Ülkelerin silahlanma yarışı içerisinde olduğu günümüzde her zaman tedbirli olacağız; zayıf düştüğümüz zaman içten ve dıştan düşmanların çıkabileceğini asla unutmayacağız. Bu bağlamda; aileden başlamak üzere, okullarımızın her kademesinde nükleer, biyolojik ve kimyasal silahlar (NBC) ve bunların tehlikelerinden bilinçli olarak korunma yolları öğretilmeli, yapılan planlar pratikte uygulanabilir ve sığınak olarak belirtilen yerler sığınak özelliğine uygun olmalı, ikaz – alarm tatbikatları yasak savma cinsinden olmadan yapılmalı, öğrenciler ve vatandaşlar olası savaşlara, afetlere ve onların sebep olabileceği zararlara karşı daima eğitimli tutulup, psikolojik olarak hazır olmaları sağlanmalı ki, ihtiyaç halinde sıfırdan eğitim vermek yerine, hatırlatmayla en az panikle en iyi korunma sağlanabilsin. Unutmayalım ki, nemelazım diyen neye lazım olur! Çünkü afetler unutulduğu zaman, düşman ise zayıf yönümüzü gördüğü zaman gelir.
*
SURİYE
Yer: Suriye
Konu: İç savaş
İşler çok karışık,
Vatandaş eriyor yavaş yavaş
İşin acı tarafı, komşu komşuyu kırıyor
Ölende, öldürende Allah diye haykırıyor
Ateş yanıyor, kazan kaynıyor
İnsanlar ölüyor…
……………………,
Dön de şu hale bir bak,
Ne kılıç ne de kurşun izi
Çoluk çocuk serilmiş yere
Mübarek ramazan bayramında,
Şeker, lokum, oyuncak yerine
Esad’dan gelmiş, kimyasal hediye (!)
Bir baba, yüzlerce ceset arasında yavrusunu arıyor
Yüzündeki ben izinden hemencik tanıyor
Cansız yatan evladına sımsıkı sarılıyor:
’’Uyan yavrum uyan, ben sensiz yaşayamam’’
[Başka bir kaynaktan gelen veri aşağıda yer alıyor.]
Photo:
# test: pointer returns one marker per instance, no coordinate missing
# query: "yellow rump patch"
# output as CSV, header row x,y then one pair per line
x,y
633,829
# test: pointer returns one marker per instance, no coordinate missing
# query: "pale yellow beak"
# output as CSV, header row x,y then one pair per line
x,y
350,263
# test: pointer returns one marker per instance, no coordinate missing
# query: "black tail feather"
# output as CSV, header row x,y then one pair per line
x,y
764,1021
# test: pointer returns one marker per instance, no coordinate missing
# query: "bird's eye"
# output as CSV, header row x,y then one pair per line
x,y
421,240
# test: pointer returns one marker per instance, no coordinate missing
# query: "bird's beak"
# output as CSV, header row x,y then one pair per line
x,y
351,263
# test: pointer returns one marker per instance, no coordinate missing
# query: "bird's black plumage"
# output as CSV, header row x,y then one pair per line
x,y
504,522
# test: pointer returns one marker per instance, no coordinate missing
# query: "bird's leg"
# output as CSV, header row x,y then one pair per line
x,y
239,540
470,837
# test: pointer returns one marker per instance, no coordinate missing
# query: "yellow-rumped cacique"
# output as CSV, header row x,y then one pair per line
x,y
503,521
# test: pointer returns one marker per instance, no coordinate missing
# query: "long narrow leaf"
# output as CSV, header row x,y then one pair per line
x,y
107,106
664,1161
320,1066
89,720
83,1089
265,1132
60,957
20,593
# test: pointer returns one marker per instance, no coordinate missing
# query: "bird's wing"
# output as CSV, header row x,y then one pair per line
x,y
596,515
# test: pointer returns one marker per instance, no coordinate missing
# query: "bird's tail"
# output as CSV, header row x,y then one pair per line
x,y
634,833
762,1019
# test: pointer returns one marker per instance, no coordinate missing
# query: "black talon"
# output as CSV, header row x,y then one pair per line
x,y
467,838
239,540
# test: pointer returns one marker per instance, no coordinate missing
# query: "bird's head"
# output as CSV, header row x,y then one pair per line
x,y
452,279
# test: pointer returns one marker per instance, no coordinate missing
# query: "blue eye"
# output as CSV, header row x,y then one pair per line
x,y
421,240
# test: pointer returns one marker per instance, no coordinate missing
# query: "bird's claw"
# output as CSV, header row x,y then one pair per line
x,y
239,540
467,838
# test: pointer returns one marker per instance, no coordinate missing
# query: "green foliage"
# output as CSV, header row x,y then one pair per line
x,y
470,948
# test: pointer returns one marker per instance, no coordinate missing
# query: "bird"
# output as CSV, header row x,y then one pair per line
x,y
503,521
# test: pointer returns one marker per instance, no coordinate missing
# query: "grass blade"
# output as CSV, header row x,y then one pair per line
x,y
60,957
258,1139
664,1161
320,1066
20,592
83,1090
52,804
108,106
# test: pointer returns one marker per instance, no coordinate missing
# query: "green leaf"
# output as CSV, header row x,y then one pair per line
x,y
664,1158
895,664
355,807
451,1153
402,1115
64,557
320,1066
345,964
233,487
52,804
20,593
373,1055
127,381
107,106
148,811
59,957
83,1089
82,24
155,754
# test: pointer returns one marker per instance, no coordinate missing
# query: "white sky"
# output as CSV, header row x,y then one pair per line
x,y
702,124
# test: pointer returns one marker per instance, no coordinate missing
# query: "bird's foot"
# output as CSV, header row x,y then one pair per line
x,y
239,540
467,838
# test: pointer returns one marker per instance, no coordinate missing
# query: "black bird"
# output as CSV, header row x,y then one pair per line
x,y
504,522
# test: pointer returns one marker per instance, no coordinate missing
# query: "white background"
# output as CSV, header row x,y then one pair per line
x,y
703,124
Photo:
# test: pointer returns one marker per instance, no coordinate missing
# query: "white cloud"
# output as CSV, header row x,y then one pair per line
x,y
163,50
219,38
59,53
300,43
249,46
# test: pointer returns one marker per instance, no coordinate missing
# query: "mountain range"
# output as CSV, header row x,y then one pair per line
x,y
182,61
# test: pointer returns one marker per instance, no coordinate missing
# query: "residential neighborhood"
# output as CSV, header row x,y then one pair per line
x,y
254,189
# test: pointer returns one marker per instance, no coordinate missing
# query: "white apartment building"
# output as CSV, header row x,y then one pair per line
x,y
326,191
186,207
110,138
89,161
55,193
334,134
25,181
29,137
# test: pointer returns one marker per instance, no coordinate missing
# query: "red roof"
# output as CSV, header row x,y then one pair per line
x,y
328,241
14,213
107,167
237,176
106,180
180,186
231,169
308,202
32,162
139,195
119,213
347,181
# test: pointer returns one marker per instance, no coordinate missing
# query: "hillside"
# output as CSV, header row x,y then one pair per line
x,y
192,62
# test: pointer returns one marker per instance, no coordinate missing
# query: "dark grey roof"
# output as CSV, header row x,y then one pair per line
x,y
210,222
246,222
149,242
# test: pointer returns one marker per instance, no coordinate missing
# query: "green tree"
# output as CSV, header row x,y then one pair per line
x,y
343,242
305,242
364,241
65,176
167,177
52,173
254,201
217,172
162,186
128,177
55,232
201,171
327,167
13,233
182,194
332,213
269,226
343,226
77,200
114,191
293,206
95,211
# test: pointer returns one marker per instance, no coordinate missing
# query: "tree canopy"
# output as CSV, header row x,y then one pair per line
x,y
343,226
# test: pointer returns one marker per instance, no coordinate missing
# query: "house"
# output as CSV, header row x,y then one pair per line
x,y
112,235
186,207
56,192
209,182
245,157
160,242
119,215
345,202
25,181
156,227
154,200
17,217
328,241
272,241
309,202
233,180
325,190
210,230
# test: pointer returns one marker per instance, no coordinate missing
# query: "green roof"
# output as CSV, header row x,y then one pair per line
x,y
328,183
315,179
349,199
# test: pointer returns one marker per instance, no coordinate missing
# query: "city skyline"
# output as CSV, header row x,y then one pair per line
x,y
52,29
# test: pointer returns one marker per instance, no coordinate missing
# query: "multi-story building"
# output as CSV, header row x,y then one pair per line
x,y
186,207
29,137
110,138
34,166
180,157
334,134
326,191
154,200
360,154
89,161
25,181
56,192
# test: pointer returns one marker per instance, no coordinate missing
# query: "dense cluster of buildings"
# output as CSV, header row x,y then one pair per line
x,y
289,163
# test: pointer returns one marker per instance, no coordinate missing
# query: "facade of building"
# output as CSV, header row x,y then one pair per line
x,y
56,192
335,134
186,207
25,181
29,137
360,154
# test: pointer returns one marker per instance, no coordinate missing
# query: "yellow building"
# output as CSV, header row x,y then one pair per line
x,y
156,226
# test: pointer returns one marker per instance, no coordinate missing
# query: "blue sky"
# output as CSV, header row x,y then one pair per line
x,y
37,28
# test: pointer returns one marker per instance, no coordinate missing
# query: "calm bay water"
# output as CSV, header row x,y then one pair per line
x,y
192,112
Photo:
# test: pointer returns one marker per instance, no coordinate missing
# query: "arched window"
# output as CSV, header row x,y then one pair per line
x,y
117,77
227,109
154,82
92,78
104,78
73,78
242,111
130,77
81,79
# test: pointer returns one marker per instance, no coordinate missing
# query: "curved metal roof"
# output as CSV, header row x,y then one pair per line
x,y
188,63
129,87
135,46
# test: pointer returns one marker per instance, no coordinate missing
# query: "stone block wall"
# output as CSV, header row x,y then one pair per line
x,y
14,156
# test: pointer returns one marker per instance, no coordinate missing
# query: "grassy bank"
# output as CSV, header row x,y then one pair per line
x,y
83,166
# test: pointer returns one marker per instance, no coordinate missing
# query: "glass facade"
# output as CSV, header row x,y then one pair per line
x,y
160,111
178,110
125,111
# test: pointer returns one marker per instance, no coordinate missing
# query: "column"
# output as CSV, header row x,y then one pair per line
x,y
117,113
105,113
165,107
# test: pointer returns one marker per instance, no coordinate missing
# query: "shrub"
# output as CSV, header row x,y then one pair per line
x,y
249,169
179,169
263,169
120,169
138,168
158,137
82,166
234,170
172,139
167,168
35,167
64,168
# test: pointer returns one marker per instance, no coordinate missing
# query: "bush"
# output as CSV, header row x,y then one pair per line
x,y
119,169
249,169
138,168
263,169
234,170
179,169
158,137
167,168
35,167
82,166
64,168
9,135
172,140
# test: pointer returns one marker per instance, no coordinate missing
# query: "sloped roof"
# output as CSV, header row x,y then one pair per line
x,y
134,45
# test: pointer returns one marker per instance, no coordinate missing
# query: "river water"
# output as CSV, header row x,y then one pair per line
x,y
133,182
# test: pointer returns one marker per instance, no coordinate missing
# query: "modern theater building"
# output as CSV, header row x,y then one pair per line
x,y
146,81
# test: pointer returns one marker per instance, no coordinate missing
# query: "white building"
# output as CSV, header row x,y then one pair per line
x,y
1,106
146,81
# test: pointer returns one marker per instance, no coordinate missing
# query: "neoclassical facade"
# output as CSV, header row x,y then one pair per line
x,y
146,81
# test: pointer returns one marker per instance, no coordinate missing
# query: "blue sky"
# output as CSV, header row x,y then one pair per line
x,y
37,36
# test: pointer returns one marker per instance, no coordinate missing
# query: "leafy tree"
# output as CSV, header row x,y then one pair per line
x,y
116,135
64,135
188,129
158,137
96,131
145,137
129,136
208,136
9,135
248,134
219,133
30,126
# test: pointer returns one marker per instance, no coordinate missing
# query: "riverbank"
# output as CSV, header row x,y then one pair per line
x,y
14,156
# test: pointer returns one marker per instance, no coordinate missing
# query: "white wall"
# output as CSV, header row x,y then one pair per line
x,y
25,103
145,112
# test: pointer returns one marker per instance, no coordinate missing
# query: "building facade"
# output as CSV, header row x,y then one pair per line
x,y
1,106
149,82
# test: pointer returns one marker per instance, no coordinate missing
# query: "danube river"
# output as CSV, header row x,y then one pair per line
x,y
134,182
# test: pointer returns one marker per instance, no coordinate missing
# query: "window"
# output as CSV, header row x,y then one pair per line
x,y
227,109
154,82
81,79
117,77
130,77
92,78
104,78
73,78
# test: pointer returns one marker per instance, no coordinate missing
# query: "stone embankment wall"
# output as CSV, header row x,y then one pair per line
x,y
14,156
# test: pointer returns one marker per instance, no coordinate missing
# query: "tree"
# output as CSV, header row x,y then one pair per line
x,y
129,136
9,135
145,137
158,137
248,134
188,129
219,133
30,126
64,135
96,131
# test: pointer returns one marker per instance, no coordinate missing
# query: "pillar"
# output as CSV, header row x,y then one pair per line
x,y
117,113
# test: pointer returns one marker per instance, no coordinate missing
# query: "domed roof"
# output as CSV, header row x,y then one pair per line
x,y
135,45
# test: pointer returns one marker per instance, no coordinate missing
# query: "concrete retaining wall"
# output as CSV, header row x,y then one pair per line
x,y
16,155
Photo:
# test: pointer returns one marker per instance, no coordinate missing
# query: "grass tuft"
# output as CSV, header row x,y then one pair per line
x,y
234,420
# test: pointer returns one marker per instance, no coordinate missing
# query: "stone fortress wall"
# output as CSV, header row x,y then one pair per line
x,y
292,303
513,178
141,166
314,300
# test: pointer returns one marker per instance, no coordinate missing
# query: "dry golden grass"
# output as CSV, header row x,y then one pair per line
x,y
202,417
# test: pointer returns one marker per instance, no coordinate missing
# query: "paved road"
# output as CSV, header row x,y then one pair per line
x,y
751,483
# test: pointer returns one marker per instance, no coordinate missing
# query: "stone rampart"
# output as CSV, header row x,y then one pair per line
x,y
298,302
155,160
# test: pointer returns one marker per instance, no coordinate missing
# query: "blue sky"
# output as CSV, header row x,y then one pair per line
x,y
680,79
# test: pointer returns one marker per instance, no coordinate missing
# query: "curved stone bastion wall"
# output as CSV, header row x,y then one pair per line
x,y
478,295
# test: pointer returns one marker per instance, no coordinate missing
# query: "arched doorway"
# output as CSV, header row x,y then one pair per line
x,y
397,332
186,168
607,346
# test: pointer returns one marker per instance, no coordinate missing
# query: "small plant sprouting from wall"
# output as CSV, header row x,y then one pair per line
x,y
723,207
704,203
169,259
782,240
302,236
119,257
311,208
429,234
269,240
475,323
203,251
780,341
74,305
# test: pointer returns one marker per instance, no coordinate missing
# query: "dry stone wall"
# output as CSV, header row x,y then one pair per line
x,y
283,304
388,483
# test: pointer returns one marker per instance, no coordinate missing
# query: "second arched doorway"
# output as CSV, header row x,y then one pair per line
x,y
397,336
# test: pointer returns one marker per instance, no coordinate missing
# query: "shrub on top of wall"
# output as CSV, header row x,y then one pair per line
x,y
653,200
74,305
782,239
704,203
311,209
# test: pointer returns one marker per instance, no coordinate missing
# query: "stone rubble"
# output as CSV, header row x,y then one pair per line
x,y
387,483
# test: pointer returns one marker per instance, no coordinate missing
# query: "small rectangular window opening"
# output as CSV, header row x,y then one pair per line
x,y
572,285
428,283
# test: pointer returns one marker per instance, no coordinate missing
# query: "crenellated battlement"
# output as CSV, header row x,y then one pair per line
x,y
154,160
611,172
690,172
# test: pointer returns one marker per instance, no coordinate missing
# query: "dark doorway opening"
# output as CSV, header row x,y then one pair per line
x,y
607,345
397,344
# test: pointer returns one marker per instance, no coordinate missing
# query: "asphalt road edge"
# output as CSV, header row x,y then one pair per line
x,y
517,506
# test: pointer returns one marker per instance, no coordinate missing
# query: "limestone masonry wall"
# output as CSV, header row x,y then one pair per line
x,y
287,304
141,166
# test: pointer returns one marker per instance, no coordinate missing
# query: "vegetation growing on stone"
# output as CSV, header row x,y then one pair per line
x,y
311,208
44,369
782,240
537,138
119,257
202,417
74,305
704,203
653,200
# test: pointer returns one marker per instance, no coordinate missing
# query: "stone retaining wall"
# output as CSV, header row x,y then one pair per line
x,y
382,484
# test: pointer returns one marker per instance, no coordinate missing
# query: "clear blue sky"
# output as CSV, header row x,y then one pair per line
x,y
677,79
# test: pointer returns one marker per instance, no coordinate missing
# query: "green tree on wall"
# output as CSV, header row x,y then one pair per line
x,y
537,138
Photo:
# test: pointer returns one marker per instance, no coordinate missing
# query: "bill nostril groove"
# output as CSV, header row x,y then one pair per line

Diye avazının çıktığı kadar haykırıyor
Ama nafile… Ses yok… Seda yok,
Yavru çoktan kurban gitmiş,
Esad’ın acımasız kimyasalına
Allah sabır versin, ağla babam ağla
Unutma ki, mazlumun ahı çıkar mutlaka
*
Halbuki;
Çocuklara, kadınlara dokunmayın diyor Kuran
Bunu bir türlü anlamıyor Suriye’deki hain adam
Elbet belasını bulur ÜLKESİNİ kana bulayan
Ders alabilmeli olup bitenlerden âlemi islam
Birlik ve beraberliğimizi bozmasın Yüce Yaradan
Lakin ‘En iyi dua tedbirdir’ söyleyim unutmadan
(Mahir Odabaşı)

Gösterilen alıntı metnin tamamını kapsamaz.